Ainsi, je suis allergique à la musique dite d'ambiance, c'est une horreur, on ne peut plus entrer dans un magasin, un parking, un ascenseur voire un restaurant (où cela devient hélas de plus en plus fréquent) sans un fond musical à en faire pleurer les fesses les plus étanches. Les pires endroits, ce sont ces boutiques de fringues où il est impossible de demander une info sans se munir d'un porte-voix et d'un cornet acoustique pour échanger quelques bribes avec des vendeurs traumatisés des oreilles.

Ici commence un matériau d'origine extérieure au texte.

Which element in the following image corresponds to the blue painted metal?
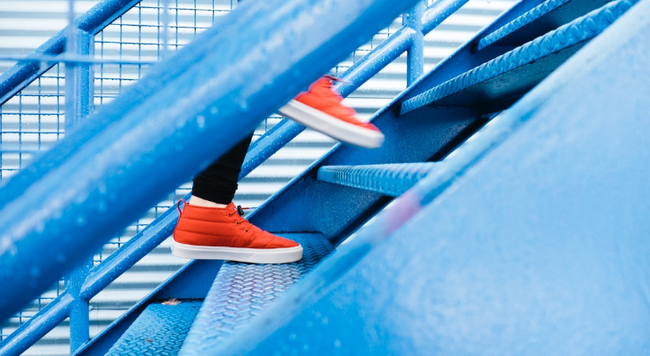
[0,0,420,328]
[249,105,479,244]
[0,0,446,350]
[400,0,638,115]
[239,0,468,179]
[316,162,440,197]
[75,260,223,356]
[200,0,650,355]
[67,258,93,354]
[404,1,426,85]
[0,0,140,105]
[477,0,611,51]
[106,299,202,356]
[421,0,469,35]
[65,28,95,130]
[0,196,178,355]
[0,292,74,356]
[399,0,545,101]
[179,234,332,356]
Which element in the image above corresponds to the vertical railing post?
[65,0,94,354]
[404,0,427,85]
[66,260,92,354]
[65,28,94,131]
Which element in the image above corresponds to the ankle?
[190,195,228,209]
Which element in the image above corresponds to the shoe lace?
[323,74,352,84]
[176,199,187,215]
[228,205,253,232]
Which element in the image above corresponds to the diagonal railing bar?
[0,0,140,105]
[239,0,469,179]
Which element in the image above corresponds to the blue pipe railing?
[0,0,476,354]
[0,0,415,336]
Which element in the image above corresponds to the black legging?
[192,134,253,204]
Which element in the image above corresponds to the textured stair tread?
[477,0,612,50]
[317,162,439,197]
[180,233,333,356]
[106,301,201,356]
[401,0,637,115]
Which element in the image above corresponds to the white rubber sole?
[172,241,302,263]
[279,100,384,148]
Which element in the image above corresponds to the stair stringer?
[206,0,650,355]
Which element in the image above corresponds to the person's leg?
[172,135,302,263]
[190,134,253,208]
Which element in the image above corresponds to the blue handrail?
[0,0,467,353]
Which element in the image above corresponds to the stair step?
[180,233,333,356]
[317,162,439,197]
[476,0,612,51]
[106,300,202,356]
[400,0,638,115]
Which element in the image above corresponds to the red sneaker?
[279,76,384,148]
[172,202,302,263]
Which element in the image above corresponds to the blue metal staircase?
[0,0,650,355]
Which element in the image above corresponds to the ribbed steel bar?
[400,0,638,115]
[239,0,469,179]
[0,0,415,320]
[317,162,439,197]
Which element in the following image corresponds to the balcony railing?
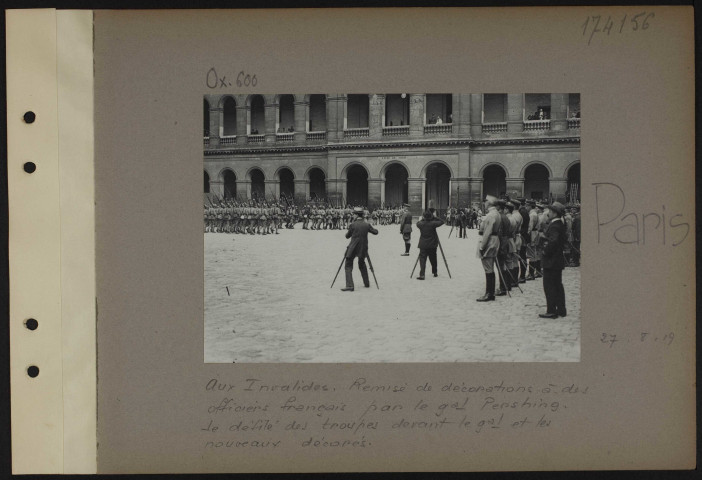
[424,123,453,134]
[383,125,409,137]
[275,133,295,142]
[344,127,370,138]
[524,120,551,130]
[568,118,580,130]
[306,132,327,142]
[483,122,507,133]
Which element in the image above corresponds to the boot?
[476,273,495,302]
[492,267,508,297]
[361,268,370,288]
[341,268,353,292]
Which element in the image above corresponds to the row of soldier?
[204,199,410,235]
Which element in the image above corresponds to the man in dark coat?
[518,198,531,283]
[417,210,444,280]
[341,207,378,292]
[539,202,566,318]
[400,204,412,257]
[572,208,580,267]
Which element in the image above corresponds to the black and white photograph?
[203,93,581,363]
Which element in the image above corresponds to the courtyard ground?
[205,224,580,363]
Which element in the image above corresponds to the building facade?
[203,93,580,214]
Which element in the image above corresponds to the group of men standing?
[342,195,580,318]
[204,199,420,235]
[477,196,580,318]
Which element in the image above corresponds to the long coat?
[541,219,566,270]
[346,218,378,259]
[417,218,444,248]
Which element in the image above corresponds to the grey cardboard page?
[94,7,695,473]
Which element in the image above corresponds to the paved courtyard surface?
[205,225,580,363]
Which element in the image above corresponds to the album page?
[8,6,696,474]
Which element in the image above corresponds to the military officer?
[477,195,502,302]
[417,210,444,280]
[400,204,412,257]
[341,207,378,292]
[539,202,567,319]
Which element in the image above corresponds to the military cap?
[485,195,497,205]
[548,202,565,215]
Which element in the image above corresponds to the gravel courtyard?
[204,224,580,363]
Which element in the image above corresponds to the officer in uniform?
[539,202,567,319]
[477,195,502,302]
[400,204,412,257]
[417,210,444,280]
[507,199,524,287]
[341,207,378,292]
[495,199,514,297]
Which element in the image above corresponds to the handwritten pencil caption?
[199,377,590,451]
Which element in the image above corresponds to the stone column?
[470,93,483,137]
[368,93,385,138]
[293,98,310,143]
[407,178,427,216]
[208,180,224,198]
[327,93,346,142]
[326,178,346,205]
[263,179,280,199]
[468,177,484,205]
[208,95,222,148]
[410,93,426,137]
[450,177,470,208]
[368,178,385,208]
[236,180,251,201]
[263,103,278,143]
[505,177,524,197]
[236,105,251,145]
[551,93,568,132]
[548,178,568,204]
[294,179,310,204]
[507,93,524,133]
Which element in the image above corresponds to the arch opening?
[309,168,327,199]
[278,168,295,198]
[424,163,451,214]
[483,165,507,198]
[383,163,409,206]
[222,97,236,137]
[346,165,368,206]
[250,168,266,200]
[524,163,549,201]
[222,170,236,198]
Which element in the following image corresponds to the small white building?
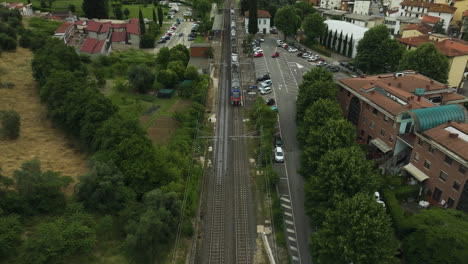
[324,19,369,58]
[244,10,271,34]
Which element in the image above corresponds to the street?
[254,35,349,263]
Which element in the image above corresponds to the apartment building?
[336,71,468,210]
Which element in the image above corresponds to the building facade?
[336,71,468,210]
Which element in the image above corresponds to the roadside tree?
[354,25,405,74]
[399,42,449,83]
[310,193,400,264]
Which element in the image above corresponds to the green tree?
[297,98,343,143]
[310,194,400,264]
[158,69,179,88]
[13,159,73,213]
[75,159,135,213]
[0,110,21,139]
[128,64,154,93]
[0,216,23,260]
[247,0,258,35]
[300,13,326,43]
[138,8,146,35]
[304,146,379,225]
[399,42,449,83]
[432,19,447,34]
[83,0,109,18]
[275,5,301,39]
[167,61,185,81]
[403,208,468,264]
[354,25,404,73]
[158,6,164,27]
[19,207,96,264]
[126,189,181,263]
[301,119,356,175]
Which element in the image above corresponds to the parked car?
[273,147,284,163]
[254,52,263,58]
[260,80,273,88]
[274,136,283,147]
[265,98,276,106]
[257,73,271,82]
[258,87,273,95]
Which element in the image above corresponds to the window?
[432,187,442,202]
[380,128,385,137]
[458,164,466,174]
[447,197,455,208]
[444,155,453,165]
[452,181,460,191]
[429,145,434,153]
[439,171,448,182]
[424,160,431,169]
[418,138,424,146]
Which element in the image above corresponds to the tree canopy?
[304,146,379,224]
[399,42,449,83]
[275,5,301,38]
[354,25,404,73]
[311,193,400,264]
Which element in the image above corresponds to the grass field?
[0,48,87,191]
[6,0,168,20]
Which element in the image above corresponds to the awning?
[403,163,429,182]
[370,138,392,154]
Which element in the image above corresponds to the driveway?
[254,35,349,264]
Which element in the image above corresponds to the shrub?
[0,110,21,139]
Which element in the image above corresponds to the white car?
[274,147,284,162]
[258,87,273,95]
[260,80,273,88]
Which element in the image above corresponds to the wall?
[448,55,468,87]
[410,136,466,208]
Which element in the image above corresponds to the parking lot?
[253,35,349,263]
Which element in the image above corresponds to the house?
[320,19,368,58]
[336,71,468,208]
[54,22,76,44]
[1,2,34,16]
[244,10,271,34]
[343,13,384,28]
[398,34,468,88]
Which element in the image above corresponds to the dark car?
[274,136,283,147]
[257,73,271,82]
[265,98,276,105]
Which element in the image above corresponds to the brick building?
[337,71,468,210]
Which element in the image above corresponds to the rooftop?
[244,9,271,18]
[398,35,468,57]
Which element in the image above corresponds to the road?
[254,35,349,264]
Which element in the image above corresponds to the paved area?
[253,35,349,263]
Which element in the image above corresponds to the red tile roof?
[244,10,271,18]
[111,31,127,42]
[423,120,468,160]
[80,38,106,53]
[398,35,468,57]
[421,15,440,24]
[86,20,102,32]
[55,22,73,34]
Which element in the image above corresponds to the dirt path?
[0,48,87,192]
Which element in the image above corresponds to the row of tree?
[297,68,398,263]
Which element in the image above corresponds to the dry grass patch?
[0,48,87,192]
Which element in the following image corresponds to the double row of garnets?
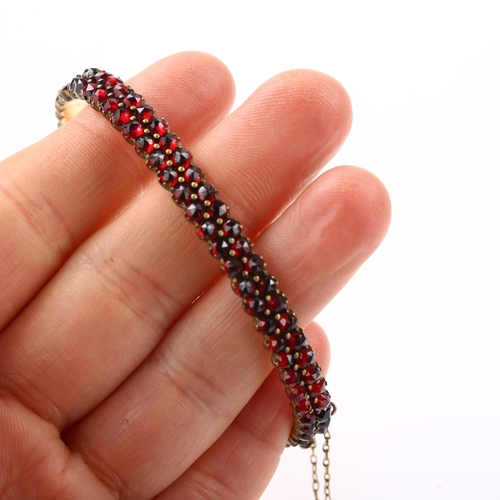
[58,69,335,446]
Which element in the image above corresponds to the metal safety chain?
[311,430,331,500]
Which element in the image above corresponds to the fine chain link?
[311,438,319,500]
[311,430,332,500]
[323,429,332,500]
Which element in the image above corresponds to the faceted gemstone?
[272,352,293,369]
[113,83,129,98]
[312,393,330,410]
[104,75,120,89]
[197,221,217,240]
[222,219,241,238]
[254,314,276,334]
[136,104,155,123]
[208,239,231,259]
[309,378,325,398]
[246,255,265,275]
[286,385,307,402]
[288,330,307,351]
[148,118,168,135]
[278,312,297,333]
[297,413,315,428]
[301,365,321,385]
[82,68,99,80]
[172,182,193,203]
[222,259,245,278]
[82,82,97,98]
[264,333,286,352]
[294,399,312,415]
[294,346,315,368]
[245,294,266,315]
[257,273,277,296]
[158,134,179,151]
[123,92,142,108]
[90,89,108,105]
[148,150,167,170]
[184,165,203,184]
[94,71,109,84]
[134,135,155,155]
[212,200,229,219]
[159,167,179,187]
[69,76,88,94]
[111,108,132,127]
[316,420,330,434]
[198,183,217,203]
[185,201,203,222]
[280,370,300,387]
[267,293,286,314]
[231,238,252,258]
[101,98,118,113]
[170,148,192,168]
[122,121,144,139]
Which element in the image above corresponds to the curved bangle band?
[56,68,335,448]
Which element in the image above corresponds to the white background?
[0,0,500,500]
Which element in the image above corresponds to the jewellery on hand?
[56,68,335,452]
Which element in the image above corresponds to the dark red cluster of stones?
[56,68,335,447]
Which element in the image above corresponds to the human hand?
[0,53,390,500]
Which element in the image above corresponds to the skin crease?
[0,52,390,500]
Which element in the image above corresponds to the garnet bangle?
[56,68,335,448]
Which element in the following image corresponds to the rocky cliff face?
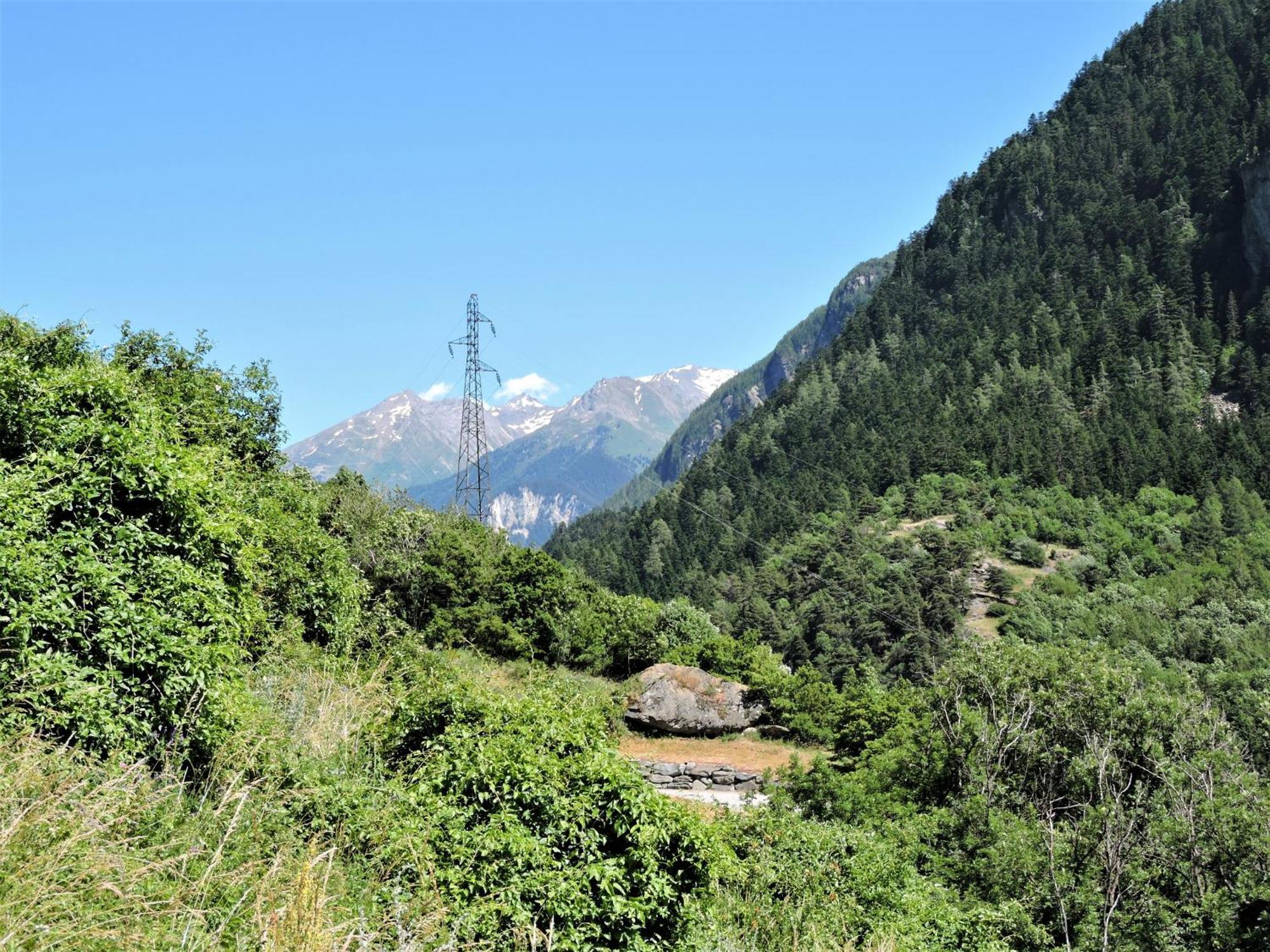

Les musiques de lounges, genre Buddha Bar ou autres me font l'effet d'une bouillie sucrée, écoeurante dès qu'elle est un peu épaisse. D'ailleurs, je n'y vais plus que rarement dans ces endroits. Déjà, lorsque j'étais lycéen, je quittais le troquet du coin dès qu'un facheux mettait une pièce dans le juke-box; oui, oui, même en pleine partie de baby-foot amoureux ou avec une provision de parties claquées au flip, je m'enfuyais sans panache, abandonné dans mon tango panaché.
Dans les avions aussi, quelle engeance ces ritournelles lénifiantes qu'ils estiment désormais nécessaire de nous infliger au décollage et à l'atterrissage, dans le but de nous détendre. Elles me crispent au contraire, je n'ai pas peur en avion, mais l'idée de m'écraser avec dans les oreilles une sous-musique imposée m'est insupportable. Je place alors mes écouteurs personnels dans mes conduits auditifs, pour un doux The Dô ou un Plain White T's très sec. Hélas, j'ai beau le faire discrètement, il se trouve presque toujours une harpie déguisée en hôtesse qui me les arrache en glapissant que "l'utilisation de tout matériel électronique, etc.", vous la connaissez, je suppose?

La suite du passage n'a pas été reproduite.